“Hey did y’all know you can qualify for this?” she texted in a group chat meant for coordinating Thanksgiving plans.
Queenetra Andrews knew the offer could help her cousins.
It wasn’t the first time she’d dropped a link in the family text thread to a bank offering to help first-time homebuyers. She’s found a new library of resources since starting the Equitable Development Initiative six months ago.
The Equitable Development Initiative is aimed at supporting emerging real estate developers of color to create affordable housing in Dallas. Capital Impact Partners, a nonprofit community development financial firm headquartered in Arlington, Va., started the program in 2018 with groups in Detroit, Washington, D.C., and the San Francisco Bay Area.
Andrews is one of 15 developers graduating Friday from Capital Impact’s inaugural Dallas cohort of the program funded by JPMorgan Chase and Charles Schwab.
The roughly six-month training course is free to the handful of developers selected from more than 100 applicants. At Friday’s ceremony, they get to pitch conceptual real estate projects that include affordable housing in disinvested Dallas communities.
Andrews said many of the resources she’s learned about through EDI could benefit her family and the people she grew up with in southern Dallas.

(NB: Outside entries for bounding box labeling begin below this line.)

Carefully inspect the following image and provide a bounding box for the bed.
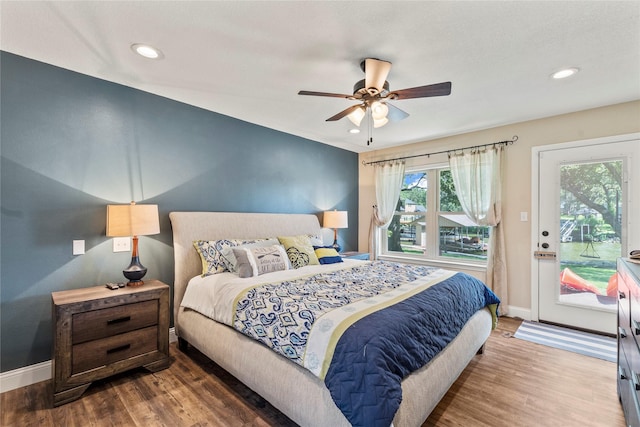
[169,212,499,427]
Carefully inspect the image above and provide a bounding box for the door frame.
[530,132,640,322]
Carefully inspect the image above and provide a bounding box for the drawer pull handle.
[107,344,131,354]
[107,316,131,325]
[618,366,629,380]
[631,320,640,335]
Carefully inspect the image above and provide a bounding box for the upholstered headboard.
[169,212,322,325]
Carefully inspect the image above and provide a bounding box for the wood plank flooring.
[0,318,625,427]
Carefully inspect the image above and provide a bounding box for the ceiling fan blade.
[364,58,391,93]
[389,82,451,99]
[386,102,409,122]
[298,90,353,99]
[326,104,361,122]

“I educate myself on all of the programs out here and I try to speak at roundtables just to tell people in the community,” Andrews said.
Capital Impact concentrates on connecting developers of color with access to capital, said Aaron Gougis, its Dallas initiatives manager.

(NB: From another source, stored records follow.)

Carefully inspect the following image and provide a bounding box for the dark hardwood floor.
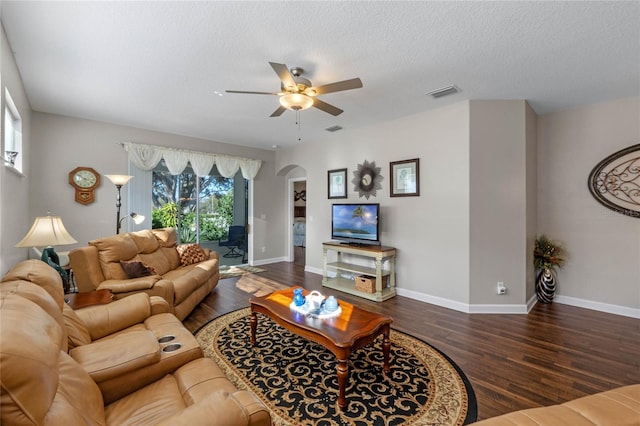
[184,262,640,420]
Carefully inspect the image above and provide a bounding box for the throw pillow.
[176,244,207,266]
[120,261,156,278]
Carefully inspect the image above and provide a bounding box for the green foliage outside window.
[152,170,234,243]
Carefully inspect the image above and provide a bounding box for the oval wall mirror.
[588,144,640,218]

“We look for the areas that are typically overlooked by traditional lenders,” Gougis said. “Those may be developers or entrepreneurs who are just starting out in their careers. They may not have the vast experience that lenders may look for.”
Southern Dallas business ownersstruggle with access to business loans that flow to established developers, meaning they can be left out of planning conversations, Gougis said.

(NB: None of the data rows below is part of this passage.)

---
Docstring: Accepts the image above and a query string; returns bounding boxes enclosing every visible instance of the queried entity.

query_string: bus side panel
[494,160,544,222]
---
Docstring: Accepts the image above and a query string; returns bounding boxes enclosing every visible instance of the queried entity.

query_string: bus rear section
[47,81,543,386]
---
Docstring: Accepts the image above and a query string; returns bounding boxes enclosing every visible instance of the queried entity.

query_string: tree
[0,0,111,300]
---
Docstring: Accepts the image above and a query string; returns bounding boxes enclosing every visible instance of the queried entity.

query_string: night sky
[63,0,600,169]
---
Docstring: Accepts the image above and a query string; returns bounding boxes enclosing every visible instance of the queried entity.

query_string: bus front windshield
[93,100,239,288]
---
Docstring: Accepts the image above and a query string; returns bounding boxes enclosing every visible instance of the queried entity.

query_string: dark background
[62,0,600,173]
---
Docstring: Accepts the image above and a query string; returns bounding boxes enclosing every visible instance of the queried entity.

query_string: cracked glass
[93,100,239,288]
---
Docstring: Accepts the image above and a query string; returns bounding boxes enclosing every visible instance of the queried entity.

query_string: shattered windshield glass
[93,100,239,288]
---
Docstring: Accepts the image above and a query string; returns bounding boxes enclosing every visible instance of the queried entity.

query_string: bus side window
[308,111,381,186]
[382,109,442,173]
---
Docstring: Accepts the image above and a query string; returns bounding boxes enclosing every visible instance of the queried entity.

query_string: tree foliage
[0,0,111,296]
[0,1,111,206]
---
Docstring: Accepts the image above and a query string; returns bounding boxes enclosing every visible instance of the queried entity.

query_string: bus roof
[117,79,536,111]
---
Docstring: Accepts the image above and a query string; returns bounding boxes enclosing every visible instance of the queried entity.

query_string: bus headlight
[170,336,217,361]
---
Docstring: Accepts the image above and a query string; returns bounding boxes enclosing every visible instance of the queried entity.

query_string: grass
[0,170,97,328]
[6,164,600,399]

“In our city, our local citizens don’t necessarily have a seat at the table to be part of how their communities are shaping in the future,” he said. “We hope to be able to be part of the solution to be able to address that.”
After owning a trucking business since 2014, Andrews pivoted to start a single-family development firm in 2020. She’s built more than 36 houses in the two years she’s run Andrews Development & Holdings as its general contractor, CEO and owner.
Before joining the initiative, she knew the fundamentals of building. But she didn’t know how to scale her business — about financials, tax credits or how to take on multifamily projects.
“Being a small business owner coming from underserved areas, you don’t really have the support to know about financials,” she said.
For Andrews, her major takeaway from the program was the importance of building a network of other developers to learn from and collaborate with.
The varying skills that cohort members come in with make the training a robust experience, Gougis said.
“Being a real estate developer is a challenging career and is not a job that can be done alone,” Gougis said. “You need a team. You need individuals who can help you achieve your goals and vice versa.”
Most of the cohort has less than five years of experience. But there are industry veterans in the mix, like Joe Dillard III, who has worked in project management for decades.
His background stems from an education in architecture and engineering, and after seeing real estate development done at large, he wanted to go granular into the economics of the industry. So Dillard applied to EDI.
In his years of work, he said he didn’t meet many Black developers but saw how banking disparities among people of color can stunt a professional’s potential to grow.
“There have been challenges that have been seemingly insurmountable,” Dillard said. “But with programs like what this program does, this relationship with Capital Impact Partners, this is encouraging.”
For the last decade, on and off, Dillard has advised on project management at Friendship-West Baptist Church in Oak Cliff, not far from where he grew up.
As he watched a community grow alongside large distribution centers, he’s considered the impact it’s having on the people who live there.
“The traffic, the noise, the environmental aspects of air quality, all these things,” Dillard said. “It’s almost like you’re watching a movie that you can’t do anything about. Only it’s reality.”
Through EDI, Dillard said he’s gained confidence in his ability to make an impact and incremental change in his community through development.
“We intend to make a movie everybody wants to not only see but be a part of,” Dillard said.
Dillard helped draw initial designs for a 6-acre development that Pleasant Hill Missionary Baptist Church is planning in Pleasant Grove. The early plan was a low-density project, but since joining the cohort, he introduced higher density to the site plan to create quality housing that he said the community desperately needs.
Dillard said church leaders are excited about the higher-density model, and he plans to roll right into the project after graduating. He also hopes to use his newfound connections from the program to seek additional funding to realize the church’s vision for the community.
“There’s an accountability that comes with any form of education,” Dillard said. “When you know better, you should do better.”
With most of the homes that Andrews built, she’s worked to keep the price tag under $300,000 —well below the region’s $400,000 median home price in October. It’s a rewarding process for her, especially on closing day when families take photos in their future home.
But in her final days of the Capital Impact course, she said she’s become more excited about building multifamily developments. As the housing market shifts and interest rates spike, fewer people are going to be able to afford homes they might have before, she said. She wants her future projects to address that.
“People who can’t afford $400,000 houses, they still have to have somewhere to live,” Andrews said.